Research Topics
Data Quality: Exploration, Mining and Quantitative Cleaning
My work aims at assessing the quality of data, i.e., to detect and quantify data anomalies and inconsistencies that can co-exist in any data set that is stored and structured in a database, semi- or not structured in static files, or continuously broadcasted as data streams. Data quality problems are duplicates, outliers, inconsistencies, missing values, conflicting or obsolete data. All data types (numeric, categorical, structured, semi-structured or free text, geo- and multimedia) and all application domains may be affected by these problems.
My first research objective is to effectively detect them, in particular in such large data sets that most of the current detection methods are inoperative.
My second contribution is to propose strategies for automating data correction and consolidation. For this purpose, I adapt statistical methods, exploratory data analysis and data mining techniques and integrate them in database engineering.
Awards
- ICIQ 2012 Best Paper Award : César Guerra-García, Ismael Caballero, Laure Berti-Équille, Mario Piattini. DAQ_UWE : A Framework doe Designing Data Quality Aware Web Applications.
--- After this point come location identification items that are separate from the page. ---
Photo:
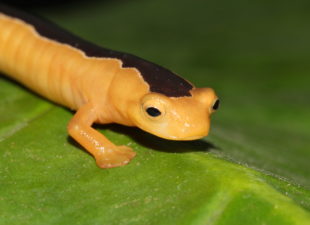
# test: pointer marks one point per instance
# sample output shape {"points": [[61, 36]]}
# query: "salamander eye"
{"points": [[152, 111], [216, 105]]}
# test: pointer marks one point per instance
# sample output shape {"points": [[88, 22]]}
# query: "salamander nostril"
{"points": [[216, 105]]}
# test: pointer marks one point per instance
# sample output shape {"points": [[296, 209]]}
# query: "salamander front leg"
{"points": [[107, 154]]}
Proc. of the 16th International Conference on Information Quality (ICIQ), Adelaide, Australia, November 2011.
- Marie Curie Outgoing International Fellowship (3 years) funded by the European Commission (selection rate: 18.8% of 445 submissions, Grant FP6-MOIF-CT-2006-041000)
- INFORSID Best Junior Researcher paper (French Conference on Information Systems) for the paper entitled “Qualité de données multi-sources et recommandation multi-critère”, L. Berti, “Prix Jeunes Chercheurs INFORSID’99”, Proc. of INFORSID, pp. 185-204, 1999.
Patents
- U.S. Patent “Detecting dependence between sources”, filed on May 14, 2009; co-inventors: Xin Luna Dong (AT&T Lab Research), Laure Berti-Équille and Divesh Srivastava (AT&T Lab Research).
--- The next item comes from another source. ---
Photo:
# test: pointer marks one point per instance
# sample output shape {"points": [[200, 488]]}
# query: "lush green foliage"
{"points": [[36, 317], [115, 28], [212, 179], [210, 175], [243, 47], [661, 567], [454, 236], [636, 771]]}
- U.S. Patent “Scalabe Automatic Repair for minimal change and maximal likelihood”, filed on May 25, 2011 and co-inventors: Mohamed Yakout (Purdue Univ., USA), Laure Berti-Équille and Ahmed K. Elmagarmid (Qatar Computing Research Institute, Qatar).
Former Research Groups
- TEXMEX project, INRIA Rennes (2002-2005)
- SYMBIOSE Project, INRIA Rennes (2000-2002)
- LIA, University of Avignon (1999-2000)
- SIS Research Group, University of Toulon (1996-1999)